Note: Though this writeup contains some spoilers, I don’t think it will impact the movie experience. However, I recommend this post to those who have already seen the movie. FYI Grammatical fine tuning of this post was done using ChatGPT
I received a movie recommendation from a friend during a casual conversation while scrolling through Netflix on his smart TV. Though I was somewhat interested, I ended up watching Top Gun Maverick last week. This week, I decided to catch up on Amar Singh Chamkila as the song “Vida Karo” was somewhat viral on Instagram.
The Movie
The movie is set in 1980s Punjab, where performers singing songs with raunchy lyrics were quite popular. During the same period, Sikh militancy/terrorism was also quite rampant. Amar Singh Chamkila shot to fame during this period.
Coming from the lower strata of society, he had truly shattered the glass ceiling in performing arts. However, he doesn’t seem to be an ideal personality. He gets married to his co-singer through deceit but still manages to manipulate the public to accept his second marriage. He leaves his first wife shattered though he promises to support her financially.
Slowly, the government and the Sikh terrorists lay their eyes on this man due to his popularity and his potential to “pollute” the public conscience. However, Chamkila was not a perverted individual per se. He figured out what the public wanted and excelled in an art form that catered to the base thoughts of the public.
At some point, he ends up singing devotional songs (which become popular nevertheless), but the public demands that he sing his earlier raunchy songs during his public events. No matter how he calibrates his act, he is pressured by his fans, media, and religious elements to behave as per their standards.
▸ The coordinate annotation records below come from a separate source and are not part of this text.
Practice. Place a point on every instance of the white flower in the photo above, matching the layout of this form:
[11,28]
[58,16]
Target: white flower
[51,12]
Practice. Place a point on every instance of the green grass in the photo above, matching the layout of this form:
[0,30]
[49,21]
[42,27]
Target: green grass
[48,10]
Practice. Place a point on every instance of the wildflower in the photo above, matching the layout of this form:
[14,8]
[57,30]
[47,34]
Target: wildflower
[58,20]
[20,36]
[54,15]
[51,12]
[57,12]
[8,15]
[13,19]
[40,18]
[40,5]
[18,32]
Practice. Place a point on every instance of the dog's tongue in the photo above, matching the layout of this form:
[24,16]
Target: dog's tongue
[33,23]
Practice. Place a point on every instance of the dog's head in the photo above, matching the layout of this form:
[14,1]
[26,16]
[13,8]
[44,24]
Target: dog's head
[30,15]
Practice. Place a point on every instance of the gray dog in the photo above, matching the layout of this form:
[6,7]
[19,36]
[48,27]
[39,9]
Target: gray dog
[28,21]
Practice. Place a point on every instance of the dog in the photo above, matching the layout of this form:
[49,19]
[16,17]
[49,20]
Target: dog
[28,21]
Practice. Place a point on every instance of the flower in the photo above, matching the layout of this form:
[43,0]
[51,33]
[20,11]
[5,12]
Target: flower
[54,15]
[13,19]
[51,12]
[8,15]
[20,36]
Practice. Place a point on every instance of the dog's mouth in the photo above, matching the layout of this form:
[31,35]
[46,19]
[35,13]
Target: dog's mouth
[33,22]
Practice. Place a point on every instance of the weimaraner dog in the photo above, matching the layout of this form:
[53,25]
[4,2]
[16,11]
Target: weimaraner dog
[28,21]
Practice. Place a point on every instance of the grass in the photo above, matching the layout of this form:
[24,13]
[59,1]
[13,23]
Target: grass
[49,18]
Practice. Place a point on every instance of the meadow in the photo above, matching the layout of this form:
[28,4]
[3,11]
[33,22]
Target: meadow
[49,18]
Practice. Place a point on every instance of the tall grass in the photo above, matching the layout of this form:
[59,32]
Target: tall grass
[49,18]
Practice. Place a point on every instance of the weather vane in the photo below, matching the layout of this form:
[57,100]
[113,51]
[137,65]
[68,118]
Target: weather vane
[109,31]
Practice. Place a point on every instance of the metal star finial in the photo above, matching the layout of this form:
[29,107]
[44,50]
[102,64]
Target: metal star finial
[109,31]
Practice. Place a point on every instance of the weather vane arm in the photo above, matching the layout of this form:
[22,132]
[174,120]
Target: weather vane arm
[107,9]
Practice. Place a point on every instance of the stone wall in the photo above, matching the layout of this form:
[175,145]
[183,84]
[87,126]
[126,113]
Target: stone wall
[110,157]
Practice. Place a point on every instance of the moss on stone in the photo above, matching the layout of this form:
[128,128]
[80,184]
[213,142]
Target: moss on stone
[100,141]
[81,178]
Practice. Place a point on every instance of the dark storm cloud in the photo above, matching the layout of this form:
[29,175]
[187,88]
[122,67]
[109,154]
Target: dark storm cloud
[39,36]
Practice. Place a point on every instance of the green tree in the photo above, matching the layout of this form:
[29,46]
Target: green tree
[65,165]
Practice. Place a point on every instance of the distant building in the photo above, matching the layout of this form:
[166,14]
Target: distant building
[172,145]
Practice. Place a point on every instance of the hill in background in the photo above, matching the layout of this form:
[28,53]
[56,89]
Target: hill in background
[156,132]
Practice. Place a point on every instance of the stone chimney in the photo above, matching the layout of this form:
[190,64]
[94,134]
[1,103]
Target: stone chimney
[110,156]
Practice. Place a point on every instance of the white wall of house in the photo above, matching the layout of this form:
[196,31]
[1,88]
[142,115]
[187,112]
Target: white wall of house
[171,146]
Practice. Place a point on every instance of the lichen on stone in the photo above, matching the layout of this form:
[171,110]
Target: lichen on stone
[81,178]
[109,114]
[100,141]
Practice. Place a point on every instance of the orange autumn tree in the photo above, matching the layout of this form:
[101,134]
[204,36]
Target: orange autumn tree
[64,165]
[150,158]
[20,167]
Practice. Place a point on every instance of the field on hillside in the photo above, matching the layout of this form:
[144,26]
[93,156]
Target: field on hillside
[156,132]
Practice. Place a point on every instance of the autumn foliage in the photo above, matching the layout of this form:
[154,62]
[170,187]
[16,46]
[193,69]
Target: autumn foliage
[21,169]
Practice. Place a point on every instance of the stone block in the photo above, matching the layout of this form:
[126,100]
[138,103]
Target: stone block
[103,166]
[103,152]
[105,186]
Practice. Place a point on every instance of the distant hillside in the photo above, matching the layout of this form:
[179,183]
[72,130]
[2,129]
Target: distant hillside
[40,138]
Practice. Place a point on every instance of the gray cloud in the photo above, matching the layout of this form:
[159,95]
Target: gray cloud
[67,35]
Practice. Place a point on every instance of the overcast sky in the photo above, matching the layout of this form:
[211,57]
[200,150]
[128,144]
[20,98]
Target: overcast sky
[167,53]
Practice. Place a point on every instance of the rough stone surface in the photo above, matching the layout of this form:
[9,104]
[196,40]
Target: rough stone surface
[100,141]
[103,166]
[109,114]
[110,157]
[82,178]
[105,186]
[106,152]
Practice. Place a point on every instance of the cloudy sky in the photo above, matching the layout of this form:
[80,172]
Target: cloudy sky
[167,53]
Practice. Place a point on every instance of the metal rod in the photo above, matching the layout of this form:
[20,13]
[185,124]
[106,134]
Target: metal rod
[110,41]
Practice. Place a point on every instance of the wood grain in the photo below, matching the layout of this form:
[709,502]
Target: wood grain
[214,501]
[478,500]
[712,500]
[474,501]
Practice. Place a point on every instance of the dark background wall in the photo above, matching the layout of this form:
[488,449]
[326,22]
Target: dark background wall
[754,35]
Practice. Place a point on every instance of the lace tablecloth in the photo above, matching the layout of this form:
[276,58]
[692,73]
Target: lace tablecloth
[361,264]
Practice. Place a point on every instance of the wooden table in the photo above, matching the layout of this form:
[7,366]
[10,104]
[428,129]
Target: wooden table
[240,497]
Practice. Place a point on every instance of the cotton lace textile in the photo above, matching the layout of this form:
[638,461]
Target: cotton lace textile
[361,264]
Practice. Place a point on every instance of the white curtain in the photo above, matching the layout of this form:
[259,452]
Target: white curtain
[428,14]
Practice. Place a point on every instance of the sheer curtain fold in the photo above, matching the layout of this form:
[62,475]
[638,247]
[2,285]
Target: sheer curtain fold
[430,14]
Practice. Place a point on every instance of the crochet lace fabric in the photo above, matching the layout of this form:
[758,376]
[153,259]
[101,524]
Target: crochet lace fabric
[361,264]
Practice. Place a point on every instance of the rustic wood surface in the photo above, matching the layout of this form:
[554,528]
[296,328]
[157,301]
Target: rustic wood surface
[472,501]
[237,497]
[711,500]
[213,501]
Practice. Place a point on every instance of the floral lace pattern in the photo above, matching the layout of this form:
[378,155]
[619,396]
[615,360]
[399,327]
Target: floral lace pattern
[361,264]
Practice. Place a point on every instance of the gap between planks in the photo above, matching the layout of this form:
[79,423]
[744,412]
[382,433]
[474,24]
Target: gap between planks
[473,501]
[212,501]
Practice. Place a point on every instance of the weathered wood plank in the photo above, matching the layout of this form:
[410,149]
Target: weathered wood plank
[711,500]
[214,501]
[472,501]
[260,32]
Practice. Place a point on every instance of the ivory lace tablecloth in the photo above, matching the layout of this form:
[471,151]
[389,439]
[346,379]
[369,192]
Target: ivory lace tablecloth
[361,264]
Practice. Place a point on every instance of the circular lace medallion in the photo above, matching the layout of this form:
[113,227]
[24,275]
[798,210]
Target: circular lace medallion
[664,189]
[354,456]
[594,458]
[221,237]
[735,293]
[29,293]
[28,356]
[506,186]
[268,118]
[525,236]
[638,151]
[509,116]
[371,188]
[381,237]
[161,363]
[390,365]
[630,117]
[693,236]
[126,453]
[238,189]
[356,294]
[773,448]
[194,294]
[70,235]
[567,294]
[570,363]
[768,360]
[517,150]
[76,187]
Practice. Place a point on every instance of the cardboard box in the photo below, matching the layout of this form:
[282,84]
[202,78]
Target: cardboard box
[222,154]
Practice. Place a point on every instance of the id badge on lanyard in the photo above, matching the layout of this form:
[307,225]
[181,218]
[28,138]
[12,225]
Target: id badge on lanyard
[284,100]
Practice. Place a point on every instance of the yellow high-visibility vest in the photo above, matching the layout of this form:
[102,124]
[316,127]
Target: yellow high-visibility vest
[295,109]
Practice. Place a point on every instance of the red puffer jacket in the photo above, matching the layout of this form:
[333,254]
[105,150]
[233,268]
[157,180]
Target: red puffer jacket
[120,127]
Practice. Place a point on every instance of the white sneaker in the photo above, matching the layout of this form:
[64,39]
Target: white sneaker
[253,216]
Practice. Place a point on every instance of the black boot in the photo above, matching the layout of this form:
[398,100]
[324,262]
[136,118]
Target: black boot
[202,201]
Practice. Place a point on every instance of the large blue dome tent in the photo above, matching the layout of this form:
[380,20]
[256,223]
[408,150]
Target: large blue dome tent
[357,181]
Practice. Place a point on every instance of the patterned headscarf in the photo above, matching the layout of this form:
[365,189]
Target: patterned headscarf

Chamkila realizes that nothing makes sense and decides to behave as he sees fit. He decides to sing his songs without fear, and his better half joins hands with him. Finally, Chamkila is shot dead.
Conscience Keepers and Fear
The moot point is whether an affinity for raunchy songs needs to be fed by artists or not. However, the conscience keepers who claimed to preserve society’s conscience by controlling the consumption of cigarettes, alcohol, and sexually exciting content were enabling something far worse, i.e., violence and murder.
If the baseline is so low, then any conversation about conscience and decency in the realm of entertainment becomes a farce.
That said, the public must not be forced to follow a certain moral code just because the religious gurus prescribe it. Chamkila and his troupe believed that they made songs that the public would definitely love. And the sales figures of his music prove his point. But I still don't know where you can draw a line between conscience and freedom.
From what I can understand, Chamkila sang quite openly about extramarital sexual relationships and a vivid portrayal/objectification of women. If the movie has portrayed society accurately, one can notice that even women loved these songs. That still doesn’t quite justify the content that was popular. But killing and threatening a man for singing a song is quite regressive in a democratic free society.
It’s like putting hordes of people in jail for consuming porn in the internet age. As a viewer, I admire Chamkila for freeing himself from fear and continuing with his art. I loved it when he says that the world doesn’t work on the basis of logic. It’s quite true. He decided to live freely and allowed fate to decide whether the bullet would kill him or not.
Can a person choose to live without fear despite its tentacles surrounding his neck? That choice decides whether he’s doing justice to himself. Chains of conscience (as defined by gurus or gunmen) are often an excuse for the influential people to claim power and put down other competitors.
Every other parameter is just a matter of opinion.